Denuncia la recurrente (i) la improcedencia de argumentar el supuesto error en el consentimiento en la falta de firma del Contrato Marco de Operaciones Financieras, (ii) la inexistencia de error invalidante del consentimiento, falta de información previa y/o indeterminación del objeto, y (iii) la inexcusabilidad del supuesto error.

La parte actora se opone a la apelación, e interesa la confirmación de la sentencia de instancia, con imposición de las costas de la alzada a la recurrente.

CUARTO.- Planteado el debate en esta segunda instancia en los indicados términos, comenzaremos por advertir que el mismo queda reducido, en un primer momento, a analizar los posibles defectos de información acerca del producto financiero suscrito entre las entidades ahora litigantes determinantes de su nulidad, de modo que las otras cuestiones suscitadas por la actora con carácter subsidiario en su demanda (falta de poder de la persona que firmó en nombre de POLIGRAS) tan sólo deberán ser objeto de análisis para el caso de que consideremos que la información facilitada por BBVA resultó suficiente y, por tanto, no cabe predicar la nulidad del contrato por vicio de consentimiento en la actora.

Pues bien, veamos lo acontecido en las relaciones habidas entre los ahora litigantes:

1º La mercantil POLIGRÀS tiene por objeto social la fabricación, venta e instalación de recubrimientos para toda clase de superficies, así como la inversión y promoción inmobiliaria, la explotación de toda clase de instalaciones y la construcción de todo tipo de obra; ajena por tanto a toda operativa de especulación financiera.
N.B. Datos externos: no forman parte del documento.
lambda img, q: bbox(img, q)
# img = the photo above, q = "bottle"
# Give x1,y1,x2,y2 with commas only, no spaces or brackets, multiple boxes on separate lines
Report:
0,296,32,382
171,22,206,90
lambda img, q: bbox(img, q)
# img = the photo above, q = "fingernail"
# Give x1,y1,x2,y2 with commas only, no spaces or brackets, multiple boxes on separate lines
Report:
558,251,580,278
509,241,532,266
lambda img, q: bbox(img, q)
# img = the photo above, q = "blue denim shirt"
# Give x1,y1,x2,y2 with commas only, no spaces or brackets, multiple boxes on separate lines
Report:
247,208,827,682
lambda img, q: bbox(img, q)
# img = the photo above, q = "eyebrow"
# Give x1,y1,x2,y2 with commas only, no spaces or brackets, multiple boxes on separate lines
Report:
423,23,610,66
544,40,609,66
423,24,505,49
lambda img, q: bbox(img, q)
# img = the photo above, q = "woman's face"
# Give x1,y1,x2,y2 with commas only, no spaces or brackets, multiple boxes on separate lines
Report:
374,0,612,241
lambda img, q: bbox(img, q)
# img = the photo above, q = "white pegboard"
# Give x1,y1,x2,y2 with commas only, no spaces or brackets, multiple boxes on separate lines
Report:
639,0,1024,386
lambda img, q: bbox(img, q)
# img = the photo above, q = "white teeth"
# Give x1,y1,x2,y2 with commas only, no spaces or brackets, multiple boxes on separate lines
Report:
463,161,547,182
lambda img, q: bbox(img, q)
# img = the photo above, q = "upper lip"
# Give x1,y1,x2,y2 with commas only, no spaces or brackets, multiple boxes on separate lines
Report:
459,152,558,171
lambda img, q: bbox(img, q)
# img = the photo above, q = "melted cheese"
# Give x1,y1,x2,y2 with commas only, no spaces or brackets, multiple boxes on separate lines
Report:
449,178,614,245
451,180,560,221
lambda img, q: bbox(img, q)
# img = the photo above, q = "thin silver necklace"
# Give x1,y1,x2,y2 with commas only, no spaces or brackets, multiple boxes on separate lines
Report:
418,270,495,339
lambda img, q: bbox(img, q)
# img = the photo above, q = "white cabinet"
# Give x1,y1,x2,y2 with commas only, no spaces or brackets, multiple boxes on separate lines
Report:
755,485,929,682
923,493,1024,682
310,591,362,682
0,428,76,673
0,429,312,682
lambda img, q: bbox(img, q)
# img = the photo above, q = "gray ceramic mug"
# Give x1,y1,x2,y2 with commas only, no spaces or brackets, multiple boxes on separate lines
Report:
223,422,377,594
2º La mercantil POLIGRÀS concertó con la ahora demandada BBVA en fecha 20 de febrero de 2008 un contrato titulado de 'CONFIRMACIÓN DE PERMUTA FINANCIERA DE TIPO DE INTERÉS CON OPCIONES SOBRE UNA CESTA DE ACCIONES' con un nominal de 1.000.000 euros 'por el que(siguiendo la explicación ofrecida por el economista Sr. Jesús Luis en el Informe aportado por la actora como documento nº10 a su demanda, cuya corrección ha sido reconocida en el dictamen pericial aportado por la demandada) :

a) Poligras se compromete a pagar, por años vencidos, es decir, en 23/02/2009 y en 22/2/2010) a BBVA un interés variable, sobre el nominal de referencia. El interés queda establecido como el 1,95% para la primera anualidad (entre los días 22/2/2008 y 23/2/2009) y como el Euribor a 12 meses vigente dos días hábiles antes del primer aniversario del contrato menos un 0,25% para la segunda (entre 23/2/2009 y 22/2/2010).

b) BBVA se compromete a pagar, por años vencidos (es decir, en 23/2/2009 y en 22/2/2010) a Poligras un interés variable, sobre el nominal de referencia. El interés queda establecido como el 4,372% para la primera anualidad y como el Euribor a 12 meses vigente dos días hábiles antes del primer aniversario del contrato, para la segunda.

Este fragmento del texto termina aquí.